I am working on pdf scanning,where I want to extract text from the PDF. I am using pdf Multithreading.pdf for searching. I am able to extract the text but am not able extract spaces from the text.I am getting only callbacks for Tj operator and not for TJ. What can be the problem?
Thanks
I am able to extract the text but am not able extract spaces from the text.I am getting only callbacks for Tj operator and not for TJ.

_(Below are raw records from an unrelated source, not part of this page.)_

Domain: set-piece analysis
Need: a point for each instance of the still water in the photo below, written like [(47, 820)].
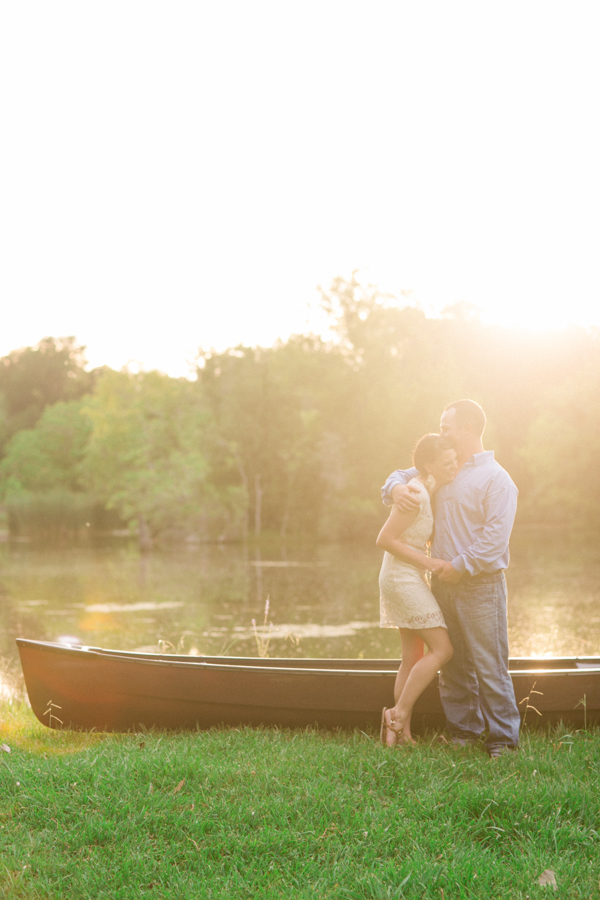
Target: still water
[(323, 599)]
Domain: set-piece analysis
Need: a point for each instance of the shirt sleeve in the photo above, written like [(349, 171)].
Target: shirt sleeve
[(400, 476), (500, 507)]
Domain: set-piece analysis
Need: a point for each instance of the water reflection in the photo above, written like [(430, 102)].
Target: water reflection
[(323, 600)]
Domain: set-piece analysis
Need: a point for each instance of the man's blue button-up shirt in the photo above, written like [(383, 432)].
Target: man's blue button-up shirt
[(474, 514)]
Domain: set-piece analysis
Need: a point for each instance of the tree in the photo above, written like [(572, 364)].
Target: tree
[(36, 377), (148, 454), (39, 475)]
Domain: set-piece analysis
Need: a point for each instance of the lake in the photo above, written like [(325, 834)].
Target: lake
[(323, 599)]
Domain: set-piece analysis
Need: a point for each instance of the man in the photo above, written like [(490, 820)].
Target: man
[(474, 516)]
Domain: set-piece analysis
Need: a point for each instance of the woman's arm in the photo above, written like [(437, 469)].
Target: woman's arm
[(390, 539)]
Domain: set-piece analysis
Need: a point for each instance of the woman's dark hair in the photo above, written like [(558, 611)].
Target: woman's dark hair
[(428, 448)]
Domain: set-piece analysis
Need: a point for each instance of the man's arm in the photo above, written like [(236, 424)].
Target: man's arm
[(500, 506), (399, 477)]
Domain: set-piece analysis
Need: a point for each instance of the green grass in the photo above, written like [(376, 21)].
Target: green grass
[(268, 814)]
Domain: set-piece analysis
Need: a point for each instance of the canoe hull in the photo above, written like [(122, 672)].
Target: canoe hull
[(91, 689)]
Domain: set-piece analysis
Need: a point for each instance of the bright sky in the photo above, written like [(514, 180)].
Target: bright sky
[(185, 173)]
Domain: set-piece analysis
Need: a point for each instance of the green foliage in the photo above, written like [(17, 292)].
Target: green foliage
[(297, 438), (35, 377), (39, 475)]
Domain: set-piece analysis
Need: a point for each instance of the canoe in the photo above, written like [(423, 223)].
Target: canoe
[(85, 688)]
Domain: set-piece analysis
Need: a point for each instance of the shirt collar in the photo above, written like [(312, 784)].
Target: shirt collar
[(479, 459)]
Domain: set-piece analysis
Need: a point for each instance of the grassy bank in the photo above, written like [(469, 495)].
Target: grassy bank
[(265, 814)]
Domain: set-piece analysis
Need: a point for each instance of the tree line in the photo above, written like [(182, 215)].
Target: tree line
[(294, 439)]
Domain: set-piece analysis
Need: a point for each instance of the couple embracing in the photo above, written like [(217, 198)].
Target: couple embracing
[(461, 617)]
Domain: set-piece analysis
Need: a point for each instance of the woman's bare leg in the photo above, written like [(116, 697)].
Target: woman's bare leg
[(412, 651), (419, 675)]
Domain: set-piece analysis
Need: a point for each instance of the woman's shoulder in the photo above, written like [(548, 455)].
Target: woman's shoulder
[(424, 498), (419, 484)]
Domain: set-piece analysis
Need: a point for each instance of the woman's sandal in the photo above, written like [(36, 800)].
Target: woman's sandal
[(385, 727)]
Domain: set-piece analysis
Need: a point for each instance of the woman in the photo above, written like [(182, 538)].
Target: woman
[(406, 600)]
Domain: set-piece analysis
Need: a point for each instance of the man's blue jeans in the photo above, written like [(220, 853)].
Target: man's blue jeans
[(475, 687)]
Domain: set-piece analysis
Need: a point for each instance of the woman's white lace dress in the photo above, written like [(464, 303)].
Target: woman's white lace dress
[(406, 600)]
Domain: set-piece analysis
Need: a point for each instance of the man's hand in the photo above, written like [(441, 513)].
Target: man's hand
[(405, 497), (446, 572)]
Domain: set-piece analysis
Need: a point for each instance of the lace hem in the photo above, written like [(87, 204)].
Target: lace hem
[(432, 620)]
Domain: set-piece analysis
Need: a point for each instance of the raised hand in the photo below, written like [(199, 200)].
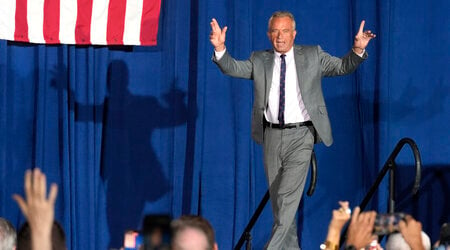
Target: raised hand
[(37, 208), (217, 35), (360, 230), (362, 38)]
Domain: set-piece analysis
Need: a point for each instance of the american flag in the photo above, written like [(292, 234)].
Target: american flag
[(99, 22)]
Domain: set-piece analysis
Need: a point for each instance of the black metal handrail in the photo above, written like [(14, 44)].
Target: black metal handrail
[(246, 235), (390, 165)]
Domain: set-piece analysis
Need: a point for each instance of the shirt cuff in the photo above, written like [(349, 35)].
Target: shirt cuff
[(219, 54), (360, 54)]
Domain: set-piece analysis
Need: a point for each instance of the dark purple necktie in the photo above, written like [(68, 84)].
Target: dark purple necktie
[(282, 90)]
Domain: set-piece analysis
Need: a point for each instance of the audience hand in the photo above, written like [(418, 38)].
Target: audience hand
[(37, 208), (411, 231), (360, 229)]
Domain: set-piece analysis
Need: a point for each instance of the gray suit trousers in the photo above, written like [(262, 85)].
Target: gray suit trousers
[(287, 155)]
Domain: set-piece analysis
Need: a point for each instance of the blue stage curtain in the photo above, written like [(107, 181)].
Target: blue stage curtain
[(129, 131)]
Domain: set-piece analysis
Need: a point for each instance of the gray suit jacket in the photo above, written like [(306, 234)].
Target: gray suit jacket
[(312, 64)]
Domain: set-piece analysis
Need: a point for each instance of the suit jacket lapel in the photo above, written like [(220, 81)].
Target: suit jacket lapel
[(268, 69), (299, 58)]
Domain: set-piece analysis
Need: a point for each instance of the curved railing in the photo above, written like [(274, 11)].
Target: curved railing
[(246, 235), (390, 166)]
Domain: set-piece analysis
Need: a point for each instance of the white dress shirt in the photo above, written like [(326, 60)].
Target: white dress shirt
[(294, 109)]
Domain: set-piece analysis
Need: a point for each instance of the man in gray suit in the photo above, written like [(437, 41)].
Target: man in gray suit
[(289, 113)]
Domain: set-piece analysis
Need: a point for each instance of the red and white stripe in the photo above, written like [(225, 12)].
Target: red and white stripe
[(100, 22)]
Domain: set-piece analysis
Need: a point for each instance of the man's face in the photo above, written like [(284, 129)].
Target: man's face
[(281, 34), (190, 239)]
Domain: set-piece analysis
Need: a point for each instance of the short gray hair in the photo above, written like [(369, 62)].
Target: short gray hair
[(8, 236), (281, 14)]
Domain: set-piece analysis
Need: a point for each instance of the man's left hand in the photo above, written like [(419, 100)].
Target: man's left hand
[(362, 38)]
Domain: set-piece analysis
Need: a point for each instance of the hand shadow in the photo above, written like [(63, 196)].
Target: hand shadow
[(130, 167)]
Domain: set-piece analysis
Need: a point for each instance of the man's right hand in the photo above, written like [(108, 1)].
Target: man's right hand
[(217, 35)]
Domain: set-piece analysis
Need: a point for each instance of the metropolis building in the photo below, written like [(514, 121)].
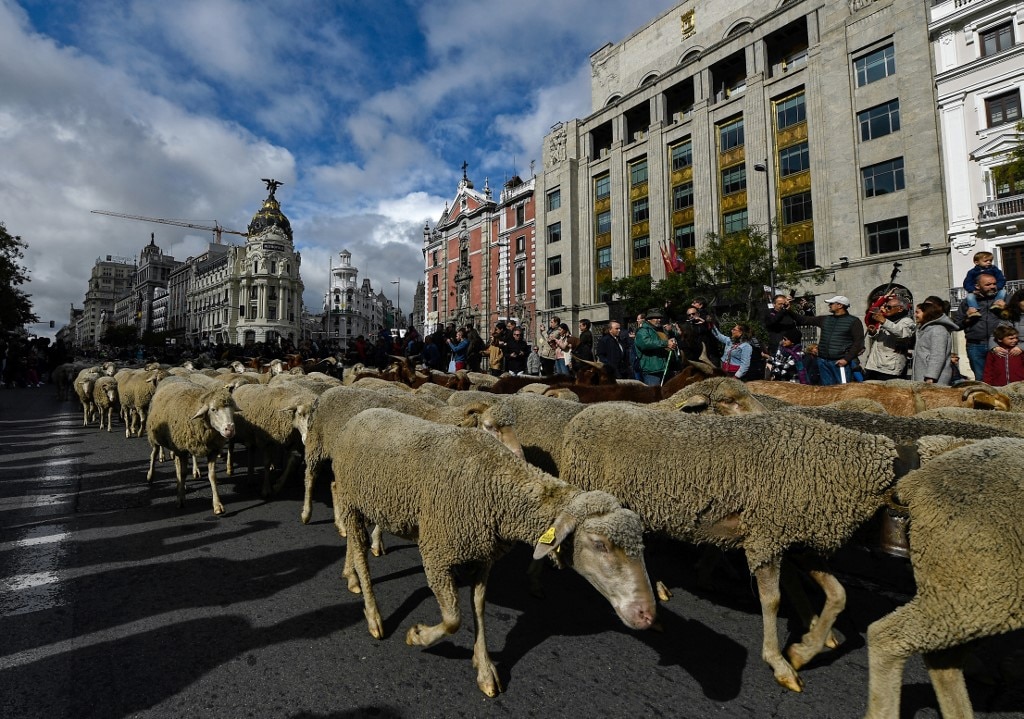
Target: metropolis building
[(816, 116)]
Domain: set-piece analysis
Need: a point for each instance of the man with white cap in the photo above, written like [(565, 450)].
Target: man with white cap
[(842, 340)]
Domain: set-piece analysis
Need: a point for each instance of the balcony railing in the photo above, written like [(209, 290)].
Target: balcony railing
[(1000, 208)]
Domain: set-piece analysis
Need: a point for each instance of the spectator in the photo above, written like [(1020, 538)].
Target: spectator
[(933, 346), (888, 343), (611, 351), (654, 349), (978, 327), (736, 350), (786, 364), (546, 345), (841, 341), (1005, 363)]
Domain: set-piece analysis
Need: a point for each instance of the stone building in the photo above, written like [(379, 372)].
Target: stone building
[(479, 257), (979, 61), (717, 116)]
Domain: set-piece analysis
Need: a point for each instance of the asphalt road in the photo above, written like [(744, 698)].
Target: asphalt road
[(116, 603)]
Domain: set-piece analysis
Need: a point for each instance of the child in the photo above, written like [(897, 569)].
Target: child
[(983, 264), (1005, 362), (786, 365)]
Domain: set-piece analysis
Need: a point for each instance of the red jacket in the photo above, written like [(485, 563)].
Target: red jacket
[(1000, 371)]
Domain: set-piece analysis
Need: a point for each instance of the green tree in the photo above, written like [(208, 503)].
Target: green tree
[(1012, 173), (15, 307), (731, 270)]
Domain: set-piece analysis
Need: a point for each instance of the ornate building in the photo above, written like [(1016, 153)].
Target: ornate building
[(479, 257), (811, 116)]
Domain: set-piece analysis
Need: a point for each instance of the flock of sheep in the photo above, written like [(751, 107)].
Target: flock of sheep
[(772, 469)]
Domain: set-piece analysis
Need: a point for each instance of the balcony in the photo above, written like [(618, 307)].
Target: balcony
[(1000, 209)]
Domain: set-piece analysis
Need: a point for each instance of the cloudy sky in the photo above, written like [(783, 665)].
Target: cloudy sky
[(365, 111)]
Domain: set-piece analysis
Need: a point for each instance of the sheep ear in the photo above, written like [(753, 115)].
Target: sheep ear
[(553, 537)]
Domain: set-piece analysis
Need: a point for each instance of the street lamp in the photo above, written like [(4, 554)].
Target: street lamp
[(763, 167)]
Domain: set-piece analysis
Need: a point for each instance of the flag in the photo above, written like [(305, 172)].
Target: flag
[(678, 263), (665, 258)]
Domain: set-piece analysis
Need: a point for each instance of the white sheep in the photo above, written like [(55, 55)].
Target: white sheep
[(750, 482), (104, 396), (338, 405), (187, 419), (468, 512), (967, 550), (273, 418)]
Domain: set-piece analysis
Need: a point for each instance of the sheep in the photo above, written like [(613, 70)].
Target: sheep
[(967, 551), (898, 396), (828, 481), (104, 396), (272, 417), (467, 513), (83, 388), (135, 398), (338, 405), (187, 419)]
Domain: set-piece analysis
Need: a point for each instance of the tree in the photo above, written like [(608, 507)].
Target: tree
[(15, 307), (731, 270)]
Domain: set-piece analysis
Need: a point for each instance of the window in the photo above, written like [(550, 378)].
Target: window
[(640, 209), (797, 208), (554, 200), (1004, 109), (733, 179), (730, 135), (638, 172), (876, 66), (734, 221), (792, 111), (682, 197), (685, 237), (883, 178), (888, 236), (996, 39), (879, 121), (793, 160), (682, 155), (555, 231), (641, 248)]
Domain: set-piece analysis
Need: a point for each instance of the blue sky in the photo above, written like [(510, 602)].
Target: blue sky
[(366, 111)]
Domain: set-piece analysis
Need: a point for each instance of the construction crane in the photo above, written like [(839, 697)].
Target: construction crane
[(216, 228)]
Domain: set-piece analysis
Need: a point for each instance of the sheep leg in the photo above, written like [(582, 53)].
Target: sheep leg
[(820, 627), (211, 465), (486, 673), (946, 671), (768, 589), (442, 585)]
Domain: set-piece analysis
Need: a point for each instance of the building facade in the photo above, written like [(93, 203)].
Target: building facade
[(808, 115), (478, 258), (979, 73)]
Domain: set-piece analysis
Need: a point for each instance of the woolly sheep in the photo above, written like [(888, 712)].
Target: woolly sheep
[(338, 405), (967, 551), (467, 512), (832, 480), (187, 419), (104, 396), (272, 418)]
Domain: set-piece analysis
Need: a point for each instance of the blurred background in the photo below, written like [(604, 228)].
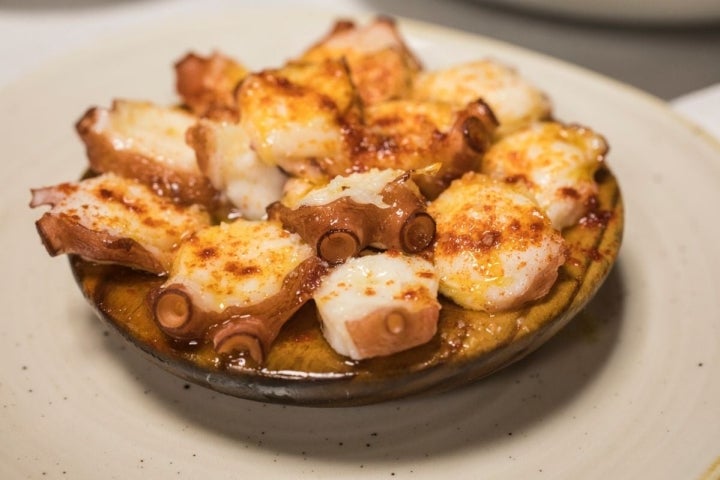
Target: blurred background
[(665, 47)]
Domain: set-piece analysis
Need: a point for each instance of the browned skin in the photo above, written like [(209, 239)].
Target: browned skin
[(343, 228), (61, 234), (458, 150), (237, 330), (393, 330), (379, 75), (207, 84), (181, 186)]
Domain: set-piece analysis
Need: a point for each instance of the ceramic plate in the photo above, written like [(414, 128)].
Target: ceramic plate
[(628, 390)]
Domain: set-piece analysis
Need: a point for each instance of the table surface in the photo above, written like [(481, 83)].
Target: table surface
[(665, 61)]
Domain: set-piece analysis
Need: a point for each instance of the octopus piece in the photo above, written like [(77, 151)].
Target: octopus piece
[(495, 249), (515, 102), (236, 284), (379, 208), (377, 305), (112, 219), (224, 155), (555, 162), (147, 142), (412, 135), (296, 117), (381, 64), (207, 84)]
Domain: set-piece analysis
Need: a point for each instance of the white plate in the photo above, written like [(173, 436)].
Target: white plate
[(629, 390), (630, 12)]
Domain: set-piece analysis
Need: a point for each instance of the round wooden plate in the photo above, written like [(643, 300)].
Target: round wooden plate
[(302, 369)]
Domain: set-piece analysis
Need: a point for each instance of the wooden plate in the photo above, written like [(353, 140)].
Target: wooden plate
[(302, 369)]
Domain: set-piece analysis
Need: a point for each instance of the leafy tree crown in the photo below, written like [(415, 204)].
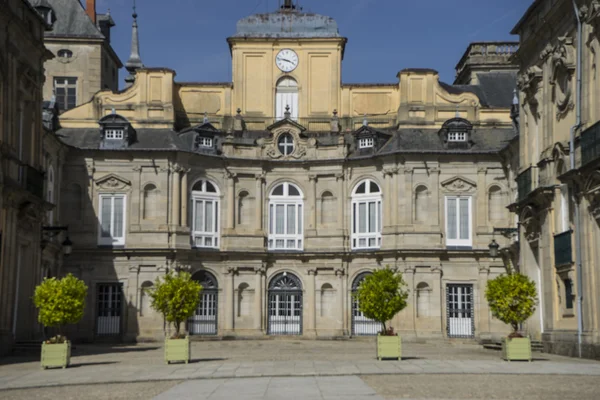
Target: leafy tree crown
[(176, 296), (512, 298), (382, 295), (60, 301)]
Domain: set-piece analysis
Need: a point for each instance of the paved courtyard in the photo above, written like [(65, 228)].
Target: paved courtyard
[(260, 369)]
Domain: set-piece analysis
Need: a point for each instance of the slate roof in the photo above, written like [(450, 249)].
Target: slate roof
[(495, 89), (287, 24), (71, 20)]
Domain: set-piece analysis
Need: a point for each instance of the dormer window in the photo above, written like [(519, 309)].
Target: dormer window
[(204, 142), (114, 134), (365, 143), (457, 136)]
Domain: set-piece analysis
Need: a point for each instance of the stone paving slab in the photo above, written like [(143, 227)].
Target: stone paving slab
[(224, 360)]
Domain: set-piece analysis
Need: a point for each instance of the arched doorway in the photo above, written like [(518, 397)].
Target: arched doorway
[(361, 325), (285, 305), (204, 322), (286, 95)]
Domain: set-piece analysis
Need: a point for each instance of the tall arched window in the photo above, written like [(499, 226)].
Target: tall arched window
[(366, 215), (205, 214), (285, 218), (286, 95)]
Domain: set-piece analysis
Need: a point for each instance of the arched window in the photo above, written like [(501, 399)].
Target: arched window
[(328, 209), (150, 201), (50, 193), (495, 206), (286, 96), (285, 218), (421, 204), (205, 214), (366, 215)]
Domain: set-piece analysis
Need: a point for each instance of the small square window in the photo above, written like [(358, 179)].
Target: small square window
[(113, 134), (365, 143), (457, 136), (204, 142)]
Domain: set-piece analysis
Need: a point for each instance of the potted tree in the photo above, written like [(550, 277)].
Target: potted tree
[(176, 297), (512, 298), (381, 296), (59, 302)]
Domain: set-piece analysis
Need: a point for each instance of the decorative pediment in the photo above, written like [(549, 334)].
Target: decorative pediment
[(459, 184), (113, 182)]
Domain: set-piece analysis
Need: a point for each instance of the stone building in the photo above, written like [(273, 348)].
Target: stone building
[(25, 201), (84, 61), (558, 186), (280, 190)]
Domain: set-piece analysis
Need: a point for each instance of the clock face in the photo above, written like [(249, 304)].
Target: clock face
[(287, 60)]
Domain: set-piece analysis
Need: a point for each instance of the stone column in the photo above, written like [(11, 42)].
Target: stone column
[(310, 293), (339, 272), (229, 299), (313, 201), (230, 199), (185, 197), (259, 201), (176, 206), (258, 293)]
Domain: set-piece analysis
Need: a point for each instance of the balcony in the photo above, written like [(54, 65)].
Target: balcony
[(590, 144), (32, 180), (563, 252), (527, 182)]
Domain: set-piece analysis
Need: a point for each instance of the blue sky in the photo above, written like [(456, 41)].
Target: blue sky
[(384, 36)]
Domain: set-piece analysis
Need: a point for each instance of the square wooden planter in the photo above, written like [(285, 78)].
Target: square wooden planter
[(516, 349), (177, 350), (389, 347), (56, 355)]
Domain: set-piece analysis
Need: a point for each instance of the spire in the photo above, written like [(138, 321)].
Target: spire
[(135, 61)]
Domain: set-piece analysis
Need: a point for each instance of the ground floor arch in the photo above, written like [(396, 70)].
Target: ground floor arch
[(284, 305), (205, 320)]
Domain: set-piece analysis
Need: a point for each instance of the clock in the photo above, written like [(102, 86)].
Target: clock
[(286, 60)]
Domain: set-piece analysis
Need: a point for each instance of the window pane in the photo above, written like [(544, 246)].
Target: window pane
[(464, 219), (291, 219), (118, 231), (362, 217), (209, 217), (451, 214), (106, 207), (279, 218), (372, 217)]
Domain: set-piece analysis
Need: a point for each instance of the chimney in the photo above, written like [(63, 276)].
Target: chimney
[(90, 9)]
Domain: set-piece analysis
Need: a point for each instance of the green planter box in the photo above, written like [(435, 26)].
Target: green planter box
[(389, 347), (56, 355), (516, 349), (177, 350)]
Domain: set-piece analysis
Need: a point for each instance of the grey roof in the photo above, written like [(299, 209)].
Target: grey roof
[(71, 20), (287, 24), (495, 89)]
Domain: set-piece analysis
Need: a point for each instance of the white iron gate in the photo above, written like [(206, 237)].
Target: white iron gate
[(204, 321), (459, 309), (110, 309)]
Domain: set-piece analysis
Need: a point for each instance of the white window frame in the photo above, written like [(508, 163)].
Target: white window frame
[(365, 143), (457, 136), (114, 134), (204, 142), (206, 237), (372, 238), (112, 240), (468, 242), (285, 200)]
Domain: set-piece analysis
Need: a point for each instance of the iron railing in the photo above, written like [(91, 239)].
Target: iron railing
[(590, 144), (526, 182), (563, 251), (32, 180)]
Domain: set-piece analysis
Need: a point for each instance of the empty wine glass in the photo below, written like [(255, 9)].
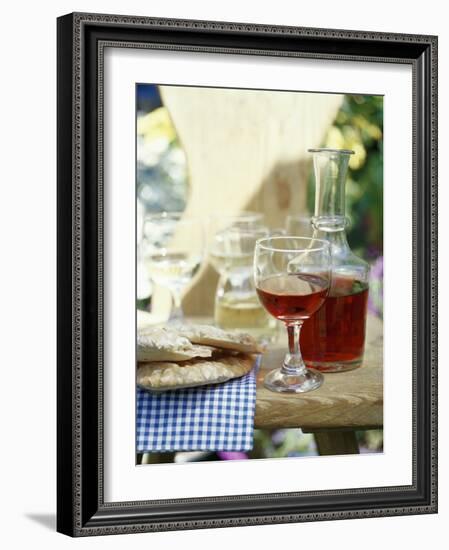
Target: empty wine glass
[(174, 249), (292, 276)]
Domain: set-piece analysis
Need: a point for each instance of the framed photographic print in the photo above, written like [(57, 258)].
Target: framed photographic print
[(246, 274)]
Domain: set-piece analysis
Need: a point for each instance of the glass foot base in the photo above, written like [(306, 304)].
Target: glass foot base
[(334, 366), (278, 381)]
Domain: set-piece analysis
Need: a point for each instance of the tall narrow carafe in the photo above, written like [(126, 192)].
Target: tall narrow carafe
[(333, 339)]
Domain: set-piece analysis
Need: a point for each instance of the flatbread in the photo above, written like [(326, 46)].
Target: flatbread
[(213, 336), (162, 344), (161, 376)]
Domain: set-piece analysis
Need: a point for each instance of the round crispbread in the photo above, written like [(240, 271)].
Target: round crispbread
[(207, 335), (161, 344), (165, 375)]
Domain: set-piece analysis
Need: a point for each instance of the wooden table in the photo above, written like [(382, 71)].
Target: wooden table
[(347, 401)]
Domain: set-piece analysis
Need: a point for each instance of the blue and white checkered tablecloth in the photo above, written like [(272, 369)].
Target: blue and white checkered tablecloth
[(218, 417)]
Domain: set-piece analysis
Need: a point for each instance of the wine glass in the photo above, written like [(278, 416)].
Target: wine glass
[(173, 252), (292, 276)]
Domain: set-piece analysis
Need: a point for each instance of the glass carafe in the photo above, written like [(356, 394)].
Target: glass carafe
[(333, 339)]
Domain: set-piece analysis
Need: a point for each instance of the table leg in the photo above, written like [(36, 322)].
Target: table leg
[(334, 442)]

The reasons are that in your sample document
E.g. the text drawing operations of the title page
are:
BT
/F0 50 Tf
1 0 0 1 60 669.225 Tm
(\0006)Tj % T
1 0 0 1 83.527 669.225 Tm
(\000J\000T)Tj % hr
1 0 0 1 125.631 669.225 Tm
(\000G\000C\000F\000K\000P\000I)Tj % eading
1 0 0 1 273.395 669.225 Tm
(\0002)Tj % P
1 0 0 1 298.272 669.225 Tm
(\000T)Tj % r
1 0 0 1 313.599 669.225 Tm
(\000Q)Tj % o
1 0 0 1 340.076 669.225 Tm
(\000I\000T)Tj % gr
1 0 0 1 382.43 669.225 Tm
(\000C\000O\000O\000K\000P\000I)Tj % amming
0 Tc
1 0 0 1 60 609.225 Tm
(\000\))Tj % G
1 0 0 1 91.7 609.225 Tm
(\000W\000K\000F\000G)Tj % uide
ET
No white space in the Tj text drawing operations, only shifts in the drawing position using Tm.